Dunque, come già chiarito – da tempo – da questa Corte, la regola della rimessione al primo giudice trova applicazione per tutte “le violazioni che attengono allo strumento destinato a dare attuazione al principio “audiatur et altera pars”, e cioè alla notificazione della citazione introduttiva e di tutti glì altri atti rivolti alla stessa finalità di provocare, anche nel corso del procedimento, la costituzione delle parti”, ricorrendo, tipicamente, “una tale ipotesi nel caso di riassunzione del processo, dopo un evento interruttivo” (sul punto si veda anche Cass. Sez. 2, sent. 13 marzo 1964, n. 547, Rv. 300728-01).

Nel caso che occupa, pertanto, essendo il S. – all’esito della riassunzione – rimasto contumace innanzi al Tribunale, e risultado “nullo il relativo grado di giudizio”, il “giudice di appello” (e, “in mancanza, la Corte di Cassazione”), è tenuto “a rimettere le parti dinanzi al primo giudice”, (vedi Cass.
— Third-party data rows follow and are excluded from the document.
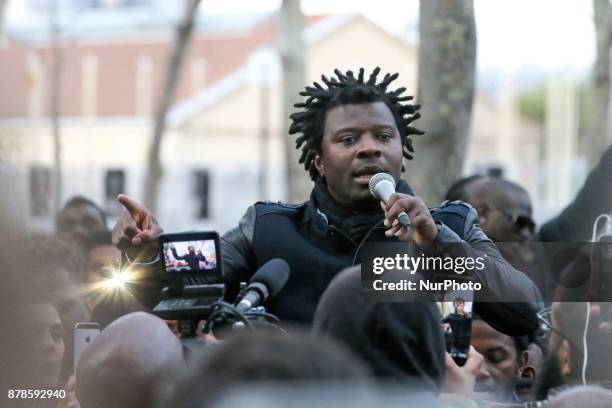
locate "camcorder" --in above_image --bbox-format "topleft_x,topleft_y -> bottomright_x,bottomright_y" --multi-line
151,231 -> 289,340
152,231 -> 226,336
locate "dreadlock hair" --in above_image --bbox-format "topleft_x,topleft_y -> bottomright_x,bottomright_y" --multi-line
289,67 -> 424,180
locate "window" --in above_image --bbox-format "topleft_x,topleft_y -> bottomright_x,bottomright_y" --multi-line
105,169 -> 125,216
30,166 -> 51,217
193,170 -> 210,219
487,166 -> 504,178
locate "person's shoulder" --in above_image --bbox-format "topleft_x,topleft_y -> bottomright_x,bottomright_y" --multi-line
429,200 -> 479,239
253,201 -> 307,217
429,200 -> 476,216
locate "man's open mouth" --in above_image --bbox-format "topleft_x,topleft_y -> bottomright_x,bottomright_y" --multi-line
352,165 -> 385,184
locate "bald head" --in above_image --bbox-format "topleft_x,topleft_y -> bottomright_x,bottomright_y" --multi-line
468,177 -> 533,242
548,386 -> 612,408
76,312 -> 184,408
445,176 -> 529,210
471,178 -> 529,206
445,174 -> 487,203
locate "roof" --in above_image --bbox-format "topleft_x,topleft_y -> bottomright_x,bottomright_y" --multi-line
0,12 -> 329,119
166,14 -> 356,126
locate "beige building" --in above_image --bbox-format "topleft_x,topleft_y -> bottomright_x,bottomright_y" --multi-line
0,13 -> 543,234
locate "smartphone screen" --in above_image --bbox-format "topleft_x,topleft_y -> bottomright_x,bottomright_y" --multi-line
74,322 -> 100,372
440,294 -> 473,366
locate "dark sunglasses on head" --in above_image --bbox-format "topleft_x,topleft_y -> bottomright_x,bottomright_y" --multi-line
537,307 -> 584,356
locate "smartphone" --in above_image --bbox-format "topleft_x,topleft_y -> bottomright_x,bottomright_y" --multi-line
74,322 -> 100,372
440,294 -> 473,366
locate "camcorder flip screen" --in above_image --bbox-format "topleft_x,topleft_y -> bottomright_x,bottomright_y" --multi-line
159,232 -> 222,280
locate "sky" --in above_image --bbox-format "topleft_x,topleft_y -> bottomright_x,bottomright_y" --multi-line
4,0 -> 596,73
201,0 -> 596,73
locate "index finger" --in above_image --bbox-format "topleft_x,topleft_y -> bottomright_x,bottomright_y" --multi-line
385,193 -> 417,211
117,194 -> 147,218
385,196 -> 422,222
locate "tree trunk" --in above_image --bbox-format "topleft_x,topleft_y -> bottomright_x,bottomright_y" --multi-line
143,0 -> 202,212
49,0 -> 63,214
277,0 -> 307,203
258,66 -> 271,200
0,0 -> 9,35
585,0 -> 612,167
412,0 -> 477,206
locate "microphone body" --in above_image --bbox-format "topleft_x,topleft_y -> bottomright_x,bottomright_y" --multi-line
235,259 -> 290,314
369,173 -> 412,229
236,282 -> 267,314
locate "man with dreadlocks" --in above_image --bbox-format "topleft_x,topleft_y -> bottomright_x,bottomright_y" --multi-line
113,67 -> 539,332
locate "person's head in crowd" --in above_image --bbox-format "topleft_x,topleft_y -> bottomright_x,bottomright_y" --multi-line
57,196 -> 108,247
162,329 -> 370,408
537,302 -> 612,400
444,174 -> 487,203
312,266 -> 445,394
547,385 -> 612,408
0,236 -> 70,392
470,313 -> 542,402
31,237 -> 90,320
25,237 -> 90,381
446,176 -> 535,242
22,301 -> 65,388
82,229 -> 121,285
76,312 -> 184,408
80,229 -> 144,325
290,67 -> 423,211
453,298 -> 465,315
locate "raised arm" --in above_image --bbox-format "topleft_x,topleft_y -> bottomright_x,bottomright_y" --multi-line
538,144 -> 612,242
111,194 -> 164,308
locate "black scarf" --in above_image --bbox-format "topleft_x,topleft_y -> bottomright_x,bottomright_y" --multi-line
311,176 -> 413,243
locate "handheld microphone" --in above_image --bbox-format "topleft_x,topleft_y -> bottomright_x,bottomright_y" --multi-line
369,172 -> 411,229
236,258 -> 290,314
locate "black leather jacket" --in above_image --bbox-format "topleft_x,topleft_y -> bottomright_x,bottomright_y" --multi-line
219,199 -> 541,334
128,199 -> 540,334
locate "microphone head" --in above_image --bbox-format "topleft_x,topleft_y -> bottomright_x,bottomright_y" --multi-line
368,172 -> 396,200
249,258 -> 290,298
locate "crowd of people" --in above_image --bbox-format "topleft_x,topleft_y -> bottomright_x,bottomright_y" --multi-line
2,67 -> 612,408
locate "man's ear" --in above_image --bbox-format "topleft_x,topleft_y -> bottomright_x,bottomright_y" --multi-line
520,350 -> 530,367
476,204 -> 488,225
313,153 -> 325,177
558,340 -> 572,378
518,350 -> 536,381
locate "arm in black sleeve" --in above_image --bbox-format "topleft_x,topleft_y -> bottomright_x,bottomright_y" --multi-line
220,204 -> 258,301
171,247 -> 185,260
435,206 -> 541,336
538,144 -> 612,242
120,206 -> 258,307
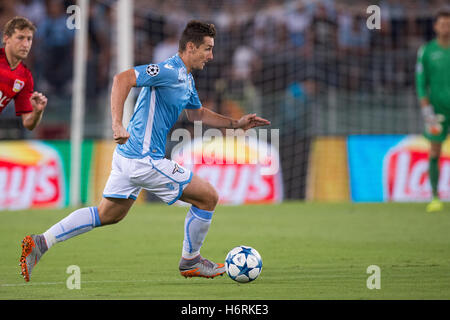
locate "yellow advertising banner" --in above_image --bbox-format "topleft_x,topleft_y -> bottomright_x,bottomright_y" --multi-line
306,137 -> 350,202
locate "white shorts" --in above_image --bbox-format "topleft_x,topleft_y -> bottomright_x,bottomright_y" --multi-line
103,150 -> 193,205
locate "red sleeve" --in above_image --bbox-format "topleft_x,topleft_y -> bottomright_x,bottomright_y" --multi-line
14,71 -> 34,116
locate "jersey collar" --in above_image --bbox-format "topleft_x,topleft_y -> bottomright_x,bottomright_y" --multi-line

Sez. 2, sent. 2481 del 1999, cit.), non ricorrendo l’ipotesi della costituzione, e dunque della sanatoria della nullità per avvenuto raggiungimento dello scopo, del resto sancita – per la notificazione – dal combinato disposto dell’art. 160 c.p.c. e art. 156 c.p.c., comma 3.

7.2. L’accoglimento del primo motivo comporta, in uno con l’assorbimento degli altri, la cassazione della sentenza impugnata, con rinvio – ex art. 383 c.p.c., comma 3 – al Tribunale di Brescia, in persona di diverso giudice, per la decisione nel merito, oltre che per la liquidazione delle spese anche del presente giudizio.

P.Q.M.

La Corte accoglie il primo motivo di ricorso, dichiarando assorbiti i restanti, e cassa, per l’effetto, la sentenza impugnata, rinviando – ex art. 383 c.p.c., comma 3 – al Tribunale di Brescia, in persona di diverso giudice, per la decisione nel merito, oltre che per la liquidazione delle spese anche del presente giudizio.

Così deciso in Roma, all’esito di pubblica udienza della Sezione Terza Civile della Corte di Cassazione, il 27 gennaio 2020.